The answer's probably yes, you're being paranoid, but you should at least post some more info such as what yeast you used, how you pitched it (e.g. did you use dry and re-hydrate first), etc etc....

24 hour lag time is not unusual. And dare I ask what you mean by "no sign of fermentation"? If you mean your airlock hasn't bubbled, then completely ignore that, I've done plenty of brews where the airlock hasn't bubbled once, and the beer has reached final gravity inside of 6 days.


----------



## Chull (24/4/13)

Carnie, 
I pitched the dry kit yeast at 24 degrees and brought temp down to 18 degrees.
I'm using the glad wrap method so I can see in the fv and doesn't look like much is happening.


----------



## Womball (24/4/13)

My wheat beers (or any other beer for that matter) can take 24-48 hours to start, depending on the beer, yeast, fermentation temp....There is a lot of variables and I wouldn't panic. If your rehydrated the yeast prior to pitching it should start a little sooner. The yeast are just in the growth phase and you should see action shortly.

Cheers,

Colin.


----------



## carniebrew (25/4/13)

Take a gravity reading tonight or tomorrow morning and see if it's dropped. The kit yeast with the Coopers Wheat climbed out of my airlock on my first ever kit brew, I think that was around 48 hour mark.

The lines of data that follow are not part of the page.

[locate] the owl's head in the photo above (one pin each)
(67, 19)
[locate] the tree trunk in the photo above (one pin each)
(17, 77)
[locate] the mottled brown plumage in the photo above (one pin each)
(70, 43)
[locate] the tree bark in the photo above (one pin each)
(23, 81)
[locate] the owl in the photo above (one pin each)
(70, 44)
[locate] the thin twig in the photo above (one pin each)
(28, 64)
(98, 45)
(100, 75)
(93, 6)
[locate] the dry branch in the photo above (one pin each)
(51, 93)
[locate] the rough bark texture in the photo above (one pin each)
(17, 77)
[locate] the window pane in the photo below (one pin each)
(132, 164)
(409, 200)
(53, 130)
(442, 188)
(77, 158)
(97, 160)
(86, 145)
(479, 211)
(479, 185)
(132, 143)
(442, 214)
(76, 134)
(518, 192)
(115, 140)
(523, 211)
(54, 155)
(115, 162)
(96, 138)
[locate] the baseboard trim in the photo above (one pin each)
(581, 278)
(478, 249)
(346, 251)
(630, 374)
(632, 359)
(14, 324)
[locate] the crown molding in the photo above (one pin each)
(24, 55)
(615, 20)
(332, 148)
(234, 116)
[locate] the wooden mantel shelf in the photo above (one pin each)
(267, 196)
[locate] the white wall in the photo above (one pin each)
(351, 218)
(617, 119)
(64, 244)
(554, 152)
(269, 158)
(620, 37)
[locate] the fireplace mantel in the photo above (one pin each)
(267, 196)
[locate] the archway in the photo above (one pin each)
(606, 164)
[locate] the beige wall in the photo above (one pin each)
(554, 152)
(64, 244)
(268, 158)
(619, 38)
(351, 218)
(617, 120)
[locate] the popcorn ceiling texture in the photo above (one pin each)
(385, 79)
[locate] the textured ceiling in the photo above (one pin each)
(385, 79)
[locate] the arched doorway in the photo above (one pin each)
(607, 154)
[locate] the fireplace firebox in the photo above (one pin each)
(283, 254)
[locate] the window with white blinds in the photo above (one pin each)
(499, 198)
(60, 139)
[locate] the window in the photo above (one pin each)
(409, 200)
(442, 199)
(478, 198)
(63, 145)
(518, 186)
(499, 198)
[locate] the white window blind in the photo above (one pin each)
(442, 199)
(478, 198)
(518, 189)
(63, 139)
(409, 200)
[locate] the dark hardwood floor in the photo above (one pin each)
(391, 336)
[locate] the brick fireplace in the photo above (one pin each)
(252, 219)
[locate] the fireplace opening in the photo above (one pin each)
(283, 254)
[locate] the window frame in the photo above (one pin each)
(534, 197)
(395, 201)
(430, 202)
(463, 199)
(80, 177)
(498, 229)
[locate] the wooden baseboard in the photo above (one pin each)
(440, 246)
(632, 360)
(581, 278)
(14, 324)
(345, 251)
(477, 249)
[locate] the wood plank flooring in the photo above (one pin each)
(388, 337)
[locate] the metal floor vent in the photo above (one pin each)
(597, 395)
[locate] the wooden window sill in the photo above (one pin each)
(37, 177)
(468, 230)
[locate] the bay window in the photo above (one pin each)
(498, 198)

As an aside, the coopers kit yeast is a really bland ale yeast, so your wheat beer won't taste much like a hefeweizen, if that's what you're hoping for. Next time try a pack of wb-06 or danstar munich, and ferment at 22 degrees...it makes a huge difference.


----------



## manticle (25/4/13)

Chull said:


> Dudes,
> I'm probably jumping the gun but I brewed a coopers wheat beer approx 24 hours ago and so far there seems to be no sign of fermentation.
> I keep reading about aggressive fermentation with wheat beers, am I just being paranoid?


Aggressive when you use something like wyeast 3068 - don't expect the same with the coopers yeast.

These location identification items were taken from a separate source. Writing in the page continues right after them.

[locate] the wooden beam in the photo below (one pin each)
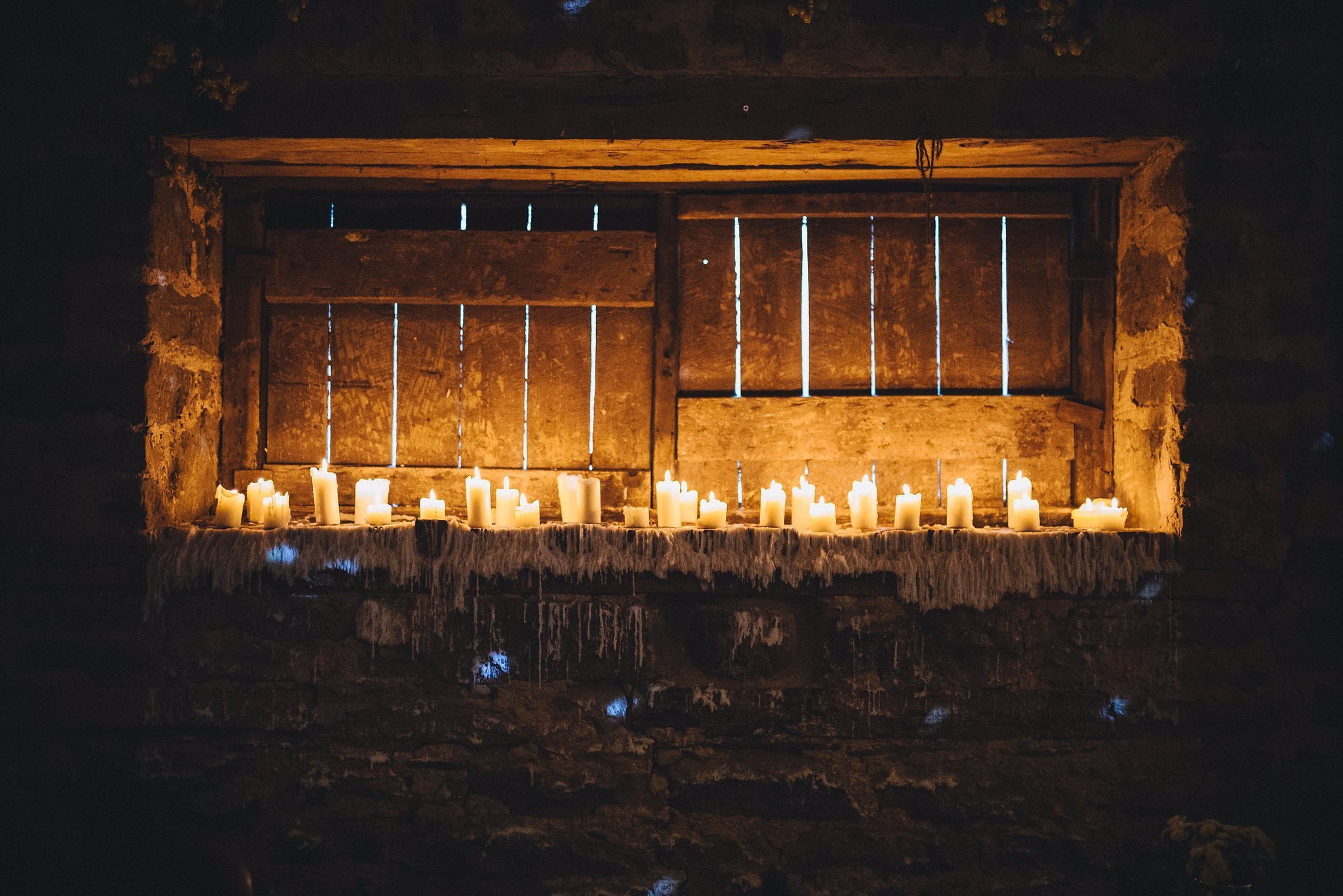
(473, 267)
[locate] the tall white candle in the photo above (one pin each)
(229, 508)
(477, 501)
(961, 503)
(771, 505)
(862, 504)
(803, 496)
(908, 507)
(669, 503)
(325, 499)
(257, 492)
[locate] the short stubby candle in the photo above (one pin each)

Measure the gravity as suggested. If it's dropped, she's fermenting. If not, give it another day, then get some more yeast in there.


----------



## Chull (26/4/13)

Still nothing now 48 hours, should I worry?


----------



## JDW81 (26/4/13)

Have you checked your gravity? If it has dropped then it is fermenting, if not taste your sample and pitch some fresh yeast if it tastes ok.

JD


----------



## hoppy2B (26/4/13)

Chull said:


> Still nothing now 48 hours, should I worry?


Yes h34r:


----------



## carniebrew (26/4/13)

If a gravity check shows no drop from your OG, it's a good opportunity to nick out and grab a packet of wb06 or munich and get a real bavarian-style weizen going...

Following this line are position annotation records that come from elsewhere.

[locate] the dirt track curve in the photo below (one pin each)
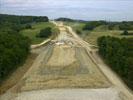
(67, 68)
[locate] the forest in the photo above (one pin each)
(14, 47)
(118, 53)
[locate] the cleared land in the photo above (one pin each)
(31, 33)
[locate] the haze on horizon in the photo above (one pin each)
(114, 10)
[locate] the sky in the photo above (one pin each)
(110, 10)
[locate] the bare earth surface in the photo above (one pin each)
(68, 69)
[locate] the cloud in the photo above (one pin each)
(70, 8)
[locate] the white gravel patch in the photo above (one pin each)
(70, 94)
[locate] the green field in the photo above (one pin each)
(31, 33)
(91, 36)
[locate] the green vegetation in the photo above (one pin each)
(14, 47)
(35, 30)
(45, 33)
(105, 29)
(118, 53)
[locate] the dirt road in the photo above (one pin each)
(67, 68)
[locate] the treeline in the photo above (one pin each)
(90, 25)
(69, 20)
(14, 47)
(118, 53)
(9, 23)
(111, 25)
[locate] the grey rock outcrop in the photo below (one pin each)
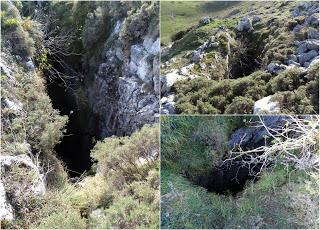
(307, 45)
(6, 210)
(125, 90)
(168, 80)
(245, 25)
(38, 187)
(20, 188)
(167, 104)
(266, 105)
(276, 68)
(252, 137)
(306, 57)
(313, 33)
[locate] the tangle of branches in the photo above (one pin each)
(295, 144)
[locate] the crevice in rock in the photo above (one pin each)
(247, 56)
(228, 177)
(81, 131)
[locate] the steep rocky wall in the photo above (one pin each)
(125, 91)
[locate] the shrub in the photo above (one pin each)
(64, 219)
(240, 105)
(137, 24)
(287, 80)
(11, 22)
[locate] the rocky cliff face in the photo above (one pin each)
(125, 90)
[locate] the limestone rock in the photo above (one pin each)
(313, 33)
(256, 19)
(168, 80)
(310, 44)
(252, 137)
(196, 56)
(245, 25)
(276, 68)
(125, 91)
(265, 105)
(29, 64)
(305, 57)
(167, 104)
(13, 106)
(38, 187)
(6, 210)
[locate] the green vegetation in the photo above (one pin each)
(231, 74)
(122, 189)
(191, 146)
(179, 15)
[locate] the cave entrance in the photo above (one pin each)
(228, 177)
(247, 56)
(81, 131)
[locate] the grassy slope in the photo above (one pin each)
(273, 202)
(272, 43)
(179, 15)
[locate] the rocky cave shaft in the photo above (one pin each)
(81, 130)
(228, 178)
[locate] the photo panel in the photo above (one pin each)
(239, 57)
(246, 172)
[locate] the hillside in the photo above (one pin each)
(246, 57)
(235, 172)
(79, 113)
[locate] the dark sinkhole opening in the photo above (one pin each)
(82, 128)
(246, 57)
(228, 177)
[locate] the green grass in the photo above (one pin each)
(180, 15)
(281, 198)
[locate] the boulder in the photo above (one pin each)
(245, 25)
(305, 57)
(312, 20)
(196, 56)
(256, 19)
(137, 53)
(186, 69)
(293, 58)
(275, 68)
(38, 187)
(30, 66)
(314, 61)
(313, 33)
(293, 63)
(167, 104)
(152, 46)
(144, 70)
(168, 80)
(309, 44)
(13, 106)
(266, 105)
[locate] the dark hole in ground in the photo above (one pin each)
(82, 129)
(228, 177)
(247, 56)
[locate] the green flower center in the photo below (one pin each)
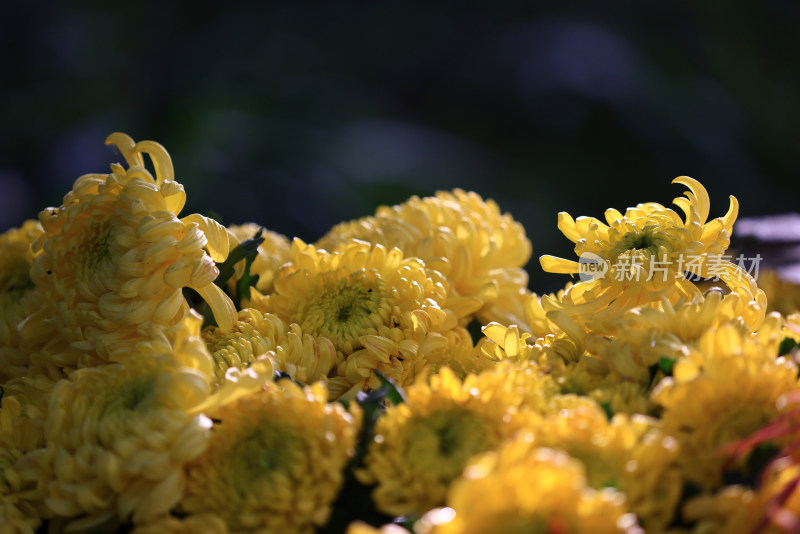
(133, 396)
(344, 310)
(261, 454)
(638, 242)
(97, 249)
(444, 440)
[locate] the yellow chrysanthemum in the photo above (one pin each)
(380, 310)
(118, 436)
(114, 258)
(628, 453)
(20, 433)
(722, 392)
(614, 393)
(275, 462)
(272, 254)
(480, 250)
(422, 445)
(635, 340)
(566, 345)
(783, 295)
(645, 254)
(257, 335)
(525, 489)
(18, 296)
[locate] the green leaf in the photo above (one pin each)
(393, 393)
(666, 365)
(606, 406)
(244, 250)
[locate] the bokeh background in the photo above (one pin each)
(298, 115)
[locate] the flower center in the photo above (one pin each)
(96, 248)
(346, 309)
(444, 441)
(133, 396)
(258, 456)
(638, 241)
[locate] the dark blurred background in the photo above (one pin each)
(298, 115)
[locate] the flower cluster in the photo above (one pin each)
(167, 373)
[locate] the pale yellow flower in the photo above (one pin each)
(381, 310)
(480, 250)
(114, 258)
(21, 431)
(118, 437)
(18, 296)
(646, 253)
(631, 454)
(638, 338)
(275, 462)
(422, 445)
(256, 335)
(521, 488)
(721, 393)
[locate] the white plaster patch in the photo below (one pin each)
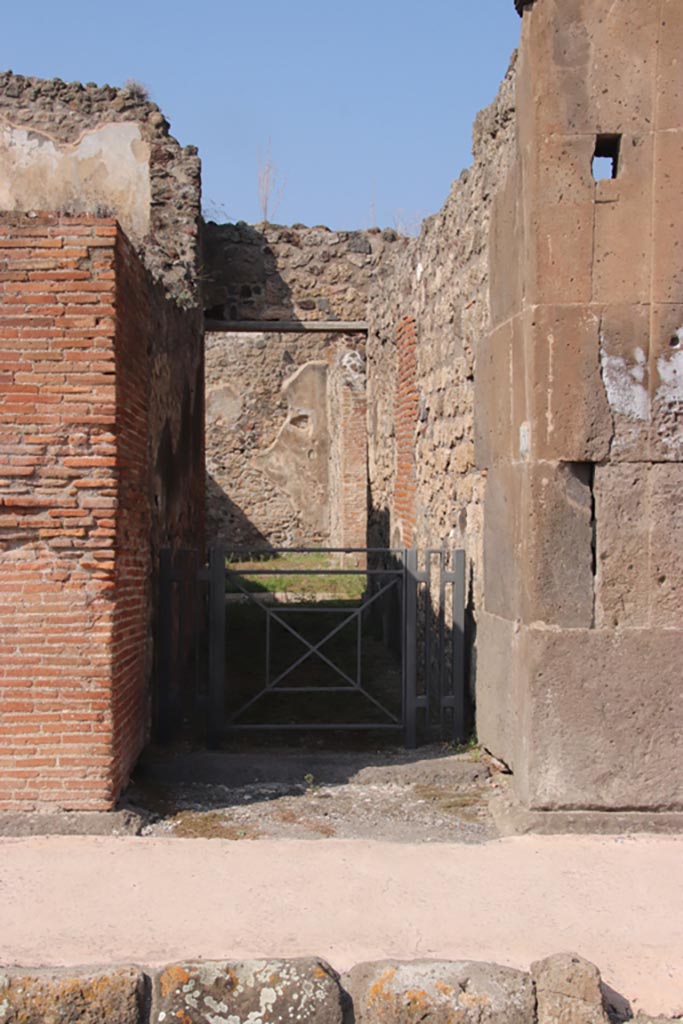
(625, 385)
(267, 998)
(670, 393)
(107, 171)
(524, 439)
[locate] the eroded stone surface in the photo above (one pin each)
(443, 992)
(259, 991)
(111, 997)
(567, 991)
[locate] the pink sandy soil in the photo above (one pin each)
(616, 901)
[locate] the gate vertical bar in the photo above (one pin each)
(165, 681)
(216, 643)
(459, 683)
(411, 648)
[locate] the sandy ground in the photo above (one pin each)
(617, 901)
(426, 796)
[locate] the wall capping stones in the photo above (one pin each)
(559, 988)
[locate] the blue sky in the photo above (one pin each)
(367, 104)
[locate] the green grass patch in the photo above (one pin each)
(287, 579)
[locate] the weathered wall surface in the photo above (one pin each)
(88, 148)
(429, 311)
(580, 413)
(544, 406)
(79, 523)
(102, 152)
(286, 413)
(273, 446)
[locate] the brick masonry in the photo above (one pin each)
(407, 403)
(76, 510)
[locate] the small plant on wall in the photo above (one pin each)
(270, 184)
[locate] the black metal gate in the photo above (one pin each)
(380, 649)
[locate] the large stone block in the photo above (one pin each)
(666, 545)
(580, 50)
(506, 244)
(568, 411)
(670, 68)
(501, 701)
(605, 726)
(394, 992)
(270, 991)
(623, 525)
(625, 345)
(559, 250)
(567, 991)
(539, 543)
(623, 241)
(503, 542)
(108, 997)
(493, 397)
(557, 524)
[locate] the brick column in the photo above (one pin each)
(73, 527)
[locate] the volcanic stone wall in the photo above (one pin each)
(545, 406)
(581, 416)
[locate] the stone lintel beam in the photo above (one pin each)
(294, 327)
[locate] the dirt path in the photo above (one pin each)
(431, 796)
(85, 900)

You DID take an OG reading, didn't you?? ;-)


----------



## Chull (26/4/13)

Started this morning and now going good!


----------



## chromakey (26/4/13)

Great to hear Kit Master. Keep us informed on the progress. I have never tried brewing a wheat beer.


----------



## kendoll (26/4/13)

Keen to see how it turns out for you mate. The mangrove jack Bavarian wheat I did with the copper tun kit had the airlock bubbling almost straight away.

Ken


----------



## Chull (3/5/13)

Hey guys, this has been brewing now for 10 days, until 2 days ago it had a thick layer of green gunk on top of it which I can only assume has something to do with the hops.the last couple of days the green gunk seems to be dropping but now there is what looks like normal krausen coming through, is this normal?


----------



## carniebrew (3/5/13)

Taste it...if it tastes like beer then all is good. How's your hydrometer reading? Should be done by now.


----------



## Chull (7/5/13)

Just an update on this brew. 
It's now up to day 13 but FG is sitting on 1.019, I have given it a swirl to try and drop another few points. If gravity is stable for the next few days should I bottle or how long should I leave it 
Thanks for advise in advance


----------



## tiprya (7/5/13)

What was the starting gravity?


----------



## Chull (7/5/13)

OG 1.056


----------



## tiprya (7/5/13)

It should get a bit lower than 1.019. Give it some more time.


----------



## carniebrew (7/5/13)

I've never had a wheat beer take longer than 5 or 6 days to finish fermenting, and the few times I used Coopers kit yeast on any beer it was also done in under a week. And even though 1056 is a pretty high OG, it should still finish down towards 1013. I'm guessing your very long lag time and a 1019 reading after 13 days is suggesting you have a yeast problem....probably not enough healthy yeast given you used the kit yeast from under the lid....which is both small and not handled all that well. Do you have any other yeast on-hand that you can use to finish this brew off?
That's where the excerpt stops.